Like… do governments just get to shape the world as they see fit?
whos to define reality? was it not truth that the sun orbited the earth? reality is also the most popular theory. string theory could be truth. president names in epstein files could be truth. if someone doctors the list before it hits the courts, and its voted on as true, it becomes truth to society while not matching reality.
i think we are circling the same idea from different angles. kinda fun, thanks for the critical thinking sparring.
Nobody defines reality. We discover reality. Reality defines us.
Reality doesn’t care about any idea, hypothesis, or theory.
Reality is ignorant of courts, votes, or opinion.
Reality is what is, and we make up stories that may or may not agree with reality. Makes no difference to reality.
so truth then would also be absolute? and not a human perception?
i feel like humans use truth more relatively. perhaps there should be distinctions between absolute truth and relative truth in the english language.

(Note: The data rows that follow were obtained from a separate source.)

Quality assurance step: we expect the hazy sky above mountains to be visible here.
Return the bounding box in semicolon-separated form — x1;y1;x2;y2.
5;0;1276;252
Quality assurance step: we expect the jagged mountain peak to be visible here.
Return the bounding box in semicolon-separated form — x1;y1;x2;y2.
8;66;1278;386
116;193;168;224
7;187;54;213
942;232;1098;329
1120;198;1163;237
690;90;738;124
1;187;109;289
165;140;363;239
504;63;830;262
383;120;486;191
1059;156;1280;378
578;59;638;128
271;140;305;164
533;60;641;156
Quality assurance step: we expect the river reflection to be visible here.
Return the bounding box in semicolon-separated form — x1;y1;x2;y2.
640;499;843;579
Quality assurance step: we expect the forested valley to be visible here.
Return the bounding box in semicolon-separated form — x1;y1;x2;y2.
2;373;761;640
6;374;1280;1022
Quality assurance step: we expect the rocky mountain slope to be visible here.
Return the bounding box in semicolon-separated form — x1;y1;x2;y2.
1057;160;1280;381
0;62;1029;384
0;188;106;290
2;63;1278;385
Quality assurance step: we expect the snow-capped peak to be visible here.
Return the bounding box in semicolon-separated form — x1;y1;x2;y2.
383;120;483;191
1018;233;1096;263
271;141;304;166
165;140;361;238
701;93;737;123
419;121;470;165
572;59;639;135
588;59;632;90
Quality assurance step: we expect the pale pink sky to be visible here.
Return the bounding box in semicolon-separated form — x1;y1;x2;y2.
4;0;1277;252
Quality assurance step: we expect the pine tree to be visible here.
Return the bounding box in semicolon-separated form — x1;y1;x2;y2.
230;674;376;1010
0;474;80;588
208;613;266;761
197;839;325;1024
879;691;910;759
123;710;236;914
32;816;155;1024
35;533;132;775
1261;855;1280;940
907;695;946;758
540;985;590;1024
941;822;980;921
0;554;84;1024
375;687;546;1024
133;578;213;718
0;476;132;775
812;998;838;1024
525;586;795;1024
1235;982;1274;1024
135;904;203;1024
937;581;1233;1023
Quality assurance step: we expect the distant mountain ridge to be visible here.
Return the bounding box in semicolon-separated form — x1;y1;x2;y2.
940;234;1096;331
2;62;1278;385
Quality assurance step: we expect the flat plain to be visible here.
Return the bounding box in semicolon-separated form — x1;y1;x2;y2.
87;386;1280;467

some people ‘believe’ aliens to be true. believe in a truth. you shouldnt have to believe a truth if it has no counterpoint. like if gravity is truth. you shouldn’t be able to believe in it. it should just happen to you.
They believe in an idea. They believe that idea is true.
In my experience, when people talk about some subjective Truth, they say things like “my truth” or “feels true”. They aren’t making a claim beyond their subjective perceptions. And while their perceptions are true, (meaning those perceptions happened to them), those perceptions aren’t necessarily an account of real external events. That’s how stage magic works. It looks like one thing, but what it looks like isn’t reality.
And saying you shouldn’t be able to believe in something because it’s real, sounds very strange. Maybe you mean, you shouldn’t need to believe in something because it’s real?